Один раз Матвей, когда раздумался так вот, сидя на кровати, не вытерпел, толкнул жену:
– Слышь-ка!.. Проснись, я у тебя спросить хочу…
– Чего ты? – удивилась Алена.
– У тебя когда-нибудь любовь была? Ко мне или к кому-нибудь? Неважно.
Алена долго лежала, изумленная.
– Ты никак выпил?
– Да нет!.. Ты любила меня или так… по привычке вышла? Я сурьезно спрашиваю.
Алена поняла, что муж не «хлебнувши», но опять долго молчала – она тоже не знала, забыла.
– Чего это тебе такие мысли в голову полезли?
– Да охота одну штуку понять, язви ее. Что-то на душе у меня… как-то… заворошилось. Вроде хвори чего-то.
– Любила, конечно! – убежденно сказала Алена. – Не любила, так не пошла бы. За мной Минька-то Королев вон как ударял. Не пошла же. А чего ты про любовь спомнил середь ночи? Заговариваться, что ли, начал?
– Пошла ты! – обиделся Матвей. – Спи.
– Коровенку выгони завтра в стадо, я забыла сказать. Мы уговорились с бабами до свету за ягодами идти.
– Куда? – насторожился Матвей.
– Да не на покосы на твои, не пужайся.
– Поймаю – штраф по десять рублей.
– Мы знаем одно местечко, где не косят, а ягоды красным-красно. Выгони коровенку-то.
– Ладно.
Так что же все-таки было в ту ночь, когда он ехал за молоком брату, что она возьми и вспомнись теперь?
«Дурею, наверно, – грустно думал Матвей. – К старости все дуреют».
А хворь в душе не унималась. Он заметил, что стал даже поджидать Кольку с его певучей «гармозой». Как его долго нет, он начинал беспокоиться. И сердился на Нинку: «Телка гладкая!.. Рази ж она скоро отпустит!»

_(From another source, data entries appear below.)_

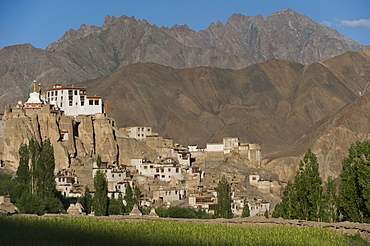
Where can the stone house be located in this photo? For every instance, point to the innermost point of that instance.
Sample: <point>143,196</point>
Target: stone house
<point>6,206</point>
<point>166,196</point>
<point>205,201</point>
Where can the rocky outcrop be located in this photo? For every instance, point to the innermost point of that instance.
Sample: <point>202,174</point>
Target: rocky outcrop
<point>92,52</point>
<point>75,140</point>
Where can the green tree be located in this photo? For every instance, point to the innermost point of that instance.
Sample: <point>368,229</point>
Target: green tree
<point>223,207</point>
<point>137,195</point>
<point>98,161</point>
<point>23,173</point>
<point>115,207</point>
<point>35,181</point>
<point>303,198</point>
<point>129,198</point>
<point>246,212</point>
<point>354,190</point>
<point>330,213</point>
<point>45,171</point>
<point>34,150</point>
<point>100,200</point>
<point>86,200</point>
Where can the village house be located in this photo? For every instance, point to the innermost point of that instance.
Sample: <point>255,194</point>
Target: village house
<point>73,100</point>
<point>6,206</point>
<point>167,196</point>
<point>214,153</point>
<point>203,200</point>
<point>118,178</point>
<point>66,182</point>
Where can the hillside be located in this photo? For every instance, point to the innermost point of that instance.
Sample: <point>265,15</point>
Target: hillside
<point>92,52</point>
<point>271,103</point>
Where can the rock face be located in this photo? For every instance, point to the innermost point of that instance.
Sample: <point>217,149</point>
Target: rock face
<point>329,139</point>
<point>92,52</point>
<point>271,103</point>
<point>74,143</point>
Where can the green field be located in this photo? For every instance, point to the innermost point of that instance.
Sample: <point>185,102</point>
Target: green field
<point>15,230</point>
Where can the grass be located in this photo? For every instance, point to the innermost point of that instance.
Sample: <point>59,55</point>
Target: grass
<point>17,230</point>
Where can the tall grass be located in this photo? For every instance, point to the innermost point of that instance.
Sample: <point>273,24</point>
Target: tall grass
<point>91,231</point>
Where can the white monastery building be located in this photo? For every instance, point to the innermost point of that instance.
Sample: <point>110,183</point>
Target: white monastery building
<point>74,101</point>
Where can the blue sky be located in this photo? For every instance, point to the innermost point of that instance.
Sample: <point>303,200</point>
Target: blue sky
<point>42,22</point>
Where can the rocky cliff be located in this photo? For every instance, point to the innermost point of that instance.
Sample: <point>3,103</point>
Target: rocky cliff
<point>76,140</point>
<point>92,52</point>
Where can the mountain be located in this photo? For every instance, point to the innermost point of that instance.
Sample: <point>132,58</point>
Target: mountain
<point>271,103</point>
<point>92,52</point>
<point>330,139</point>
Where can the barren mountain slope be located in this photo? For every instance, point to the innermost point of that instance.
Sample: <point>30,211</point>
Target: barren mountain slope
<point>329,139</point>
<point>92,52</point>
<point>271,103</point>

И сидел и поджидал. Курил.
И вот далеко в переулке начинала звенеть гармонь.
И поднималась в душе хворь. Но странная какая-то хворь – желанная. Без нее чего-то не хватает.
Еще вспоминались какие-то утра… Идешь по траве босиком. Она вся бусая от росы. И только след остается – ядовито-зеленый. И роса обжигает ноги. Даже теперь зябко ногам, как вспомнишь.

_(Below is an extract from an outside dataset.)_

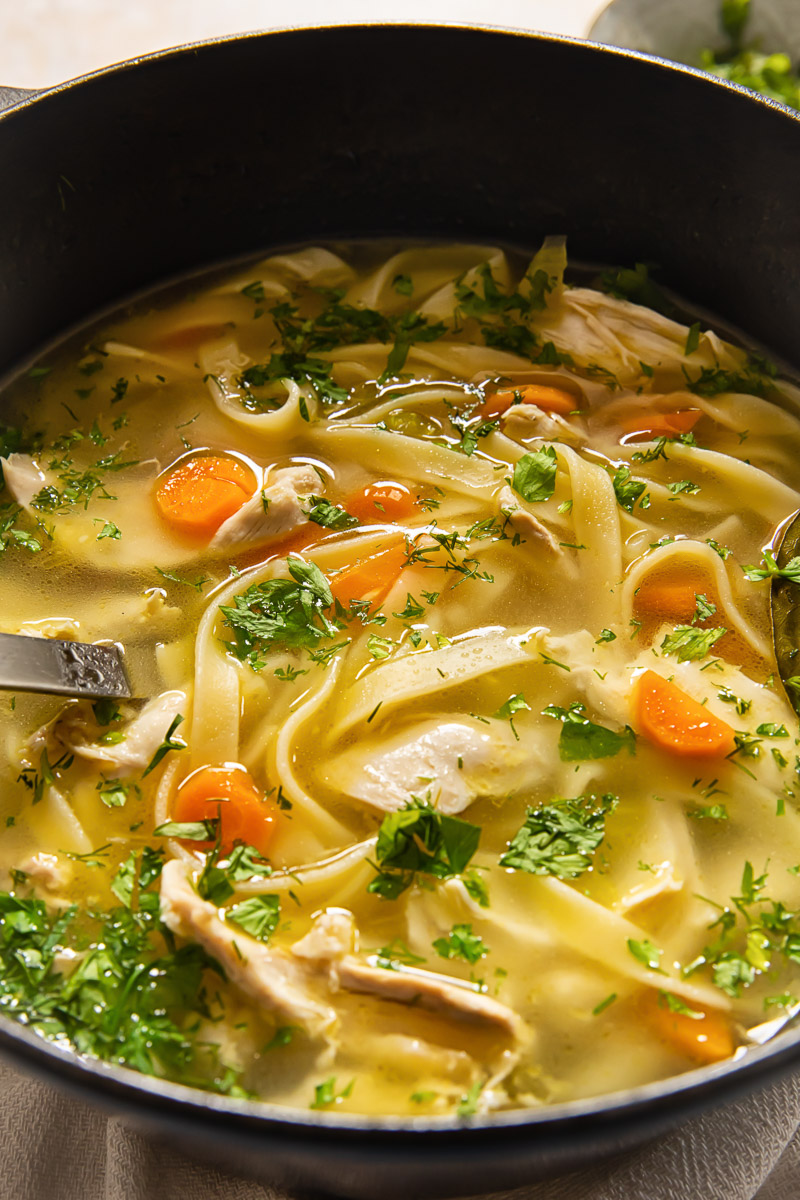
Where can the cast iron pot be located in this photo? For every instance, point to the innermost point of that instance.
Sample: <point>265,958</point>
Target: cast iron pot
<point>154,168</point>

А то вдруг про смерть подумается: что скоро – все. Без страха, без боли, но как-то удивительно: все будет так же, это понятно, а тебя отнесут на могилку и зароют. Вот трудно-то что понять: как же тут будет все так же? Ну, допустим, понятно: солнышко будет вставать и заходить – оно всегда встает и заходит. Но люди какие-то другие в деревне будут, которых никогда не узнаешь… Этого никак не понять. Ну, лет десять-пятнадцать будут еще помнить, что был такой Матвей Рязанцев, а потом – все. А охота же узнать, как они тут будут. Ведь и не жалко ничего вроде: и на солнышко насмотрелся вдоволь, и погулял в празднички – ничего, весело бывало, и… Нет, не жалко. Повидал много. Но как подумаешь: нету тебя, все есть какие-то, а тебя больше не будет… Как-то пусто им вроде без тебя будет. Или ничего?